Tombstone felt his heart begin to race. It was always like this during a carrier landing, day or night, fair weather or foul. Naval aviators without exception rated recovery on the deck of a carrier as having a higher pucker factor than air-to-air combat or an enemy SAM launch.
He lowered his arrestor hook, cut back on the throttles, and let the Tomcat sink toward the Jefferson’s deck. The carrier’s stern appeared much larger now, swelling rapidly as he dropped from the sky.
1425 hours, 23 March
Viking 704, flight deck, U.S.S. Thomas Jefferson
Lieutenant Commander Christopher Goodman had the throttles all the way back on his ungainly S-3A Viking as he spit out the arrestor cable and retracted his tail hook. Gently, he eased the throttles forward again, using the rudder pedals to steer the aircraft off the part of the flight deck delineated by broad white stripes to make way for the next incoming plane. A yellow-shirted handler backed away just ahead of the aircraft, arms extended forward, jacking them up and down, up and down as he signaled Goodman to come ahead.
He taxied slowly toward the line of planes along Jefferson’s starboard side, aft of the island. His crew — Lieutenant Hyman Gold, the copilot; Lieutenant j.g. Roger Kelso, the t
actical coordinator; and AW-1 Bill Rocco, the systems operator — all were already relaxing now that the trap was successfully completed, unstrapping their seat harnesses and preparing to shut down the bird and log out.
There was very little swell this afternoon, and the Jeff was riding the sea almost rock-steady. That was always a blessing on the rare occasions when it happened. An airplane, any airplane, might be sheer poetry in motion in the sky, but on an aircraft carrier’s deck it was transformed into a bulky, clumsy, and barely manageable beast. With a pitching deck made slippery by ice or rain, things were just that much worse.
The handler gave a two-handed pushing movement to the side, indicating a particular parking space with the aircraft lined up along the starboard side, aft of the island. Goodman swung the foot pedals farther, maneuvering toward the narrow slot. A long line of aircraft noses swept past the cockpit as he turned, all painted in dull pale grays: F-14D Tomcats, wings angled sharply back along their flanks; a pair of bulky E-2C Hawkeyes with their wings rotated sideways and back to avoid the flat, saucer shapes of their radomes mounted above their fuselages; A-6F Intruders with their wingtips nearly meeting above their backs. Space was always at a premium at sea, both on the flight deck and down below, on the carrier’s cavernous hangar deck. Planes were parked side by side with folded wings nearly touching.
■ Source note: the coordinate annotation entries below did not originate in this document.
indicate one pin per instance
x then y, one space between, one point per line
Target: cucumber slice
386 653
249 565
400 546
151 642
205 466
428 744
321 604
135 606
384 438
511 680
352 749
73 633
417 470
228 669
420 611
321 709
Easing the fifteen-ton aircraft toward the target, he gently applied pressure to the tops of the rudder pedals, engaging the wheel brakes.
Nothing happened. Goodman felt a sinking, mushy sensation through his flight boots, then nothing at all. The Viking’s brakes were gone, and Goodman was rolling across the deck toward a narrow cul-de-sac lined with multi-million-dollar aircraft.